– Поступайте, как знаете! Как добрая приятельница ваша я считала своим долгом дать вам добрый совет, а затем останемся друзьями и не будем больше об этом говорить. Но скажу только еще одно: положение, которым вы так пренебрегаете и к которому вы относитесь с таким холодным равнодушием, совсем не так ничтожно и маловажно, как вы думаете. Вам будут кланяться короли, вы будете управлять всей страной и можете исправить много зла, спасти много людей и сделать многих счастливыми… Это ведь тоже чего-нибудь да стоит.
– Ничего нельзя покупать ценою своей чести! – отвечала Анна Гойм.
– Делайте, как знаете!
– Я так и сделаю, и не будем больше об этом никогда говорить!
Графиня Рейс молча пожала ей руку, и они вышли из кабинета.

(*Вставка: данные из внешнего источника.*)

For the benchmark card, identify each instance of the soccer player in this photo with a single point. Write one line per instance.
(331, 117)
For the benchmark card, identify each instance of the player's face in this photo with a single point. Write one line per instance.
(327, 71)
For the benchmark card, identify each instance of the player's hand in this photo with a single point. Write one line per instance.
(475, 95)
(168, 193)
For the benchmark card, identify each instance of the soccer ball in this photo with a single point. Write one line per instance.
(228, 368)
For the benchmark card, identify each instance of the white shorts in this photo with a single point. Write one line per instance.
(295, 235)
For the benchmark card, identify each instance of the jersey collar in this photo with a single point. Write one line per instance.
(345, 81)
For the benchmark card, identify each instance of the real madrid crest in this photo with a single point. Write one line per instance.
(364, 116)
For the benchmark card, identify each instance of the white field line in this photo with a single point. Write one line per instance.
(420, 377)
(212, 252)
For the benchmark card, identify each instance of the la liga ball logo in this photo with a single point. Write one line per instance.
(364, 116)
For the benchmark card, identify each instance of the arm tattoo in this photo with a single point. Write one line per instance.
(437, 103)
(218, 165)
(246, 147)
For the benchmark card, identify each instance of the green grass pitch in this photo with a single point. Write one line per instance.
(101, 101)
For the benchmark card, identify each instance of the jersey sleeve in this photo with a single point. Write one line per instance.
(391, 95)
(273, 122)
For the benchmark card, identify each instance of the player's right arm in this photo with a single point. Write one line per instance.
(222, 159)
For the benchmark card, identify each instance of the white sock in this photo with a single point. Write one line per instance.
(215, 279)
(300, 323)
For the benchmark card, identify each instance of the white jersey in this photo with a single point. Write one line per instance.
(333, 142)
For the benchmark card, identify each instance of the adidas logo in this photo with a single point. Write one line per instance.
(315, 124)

В это время под окнами мелькнули фонари, которыми всегда освещался путь при проезде короля. Фюрстенберг высунулся из окна; король узнал его и сделал ему знак, выражающий, что его величеству ужасно скучно… Ему, очевидно, хотелось бы держать свой путь совсем не к княгине Тешен.
VI
Граф Адольф Магнус Гойм, занимавший в то время место, соответствовавшее нынешней должности министра финансов, не имел друзей ни при дворе, ни в обществе. Его особенно ненавидели в стране за введение акцизных сборов, сильно увеличивших сумму и без того самых тяжелых податей и налогов: новые акцизные сборы казались обременительнее всех прежних поборов. Саксонцы отбивались и противились этому, насколько могли и умели: они жаловались даже королю, но король, которому нужно было много денег на его несметные расходы, только сердился на это и плохо скрывал гнев, в который его приводили эти жалобы. Ему даже советовали лишить дворянство, которое оказывало самое упорное сопротивление, остатка его сословных привилегий и окружить себя иностранцами, которые не имели бы никаких отношений ни к дворянам, ни к стране.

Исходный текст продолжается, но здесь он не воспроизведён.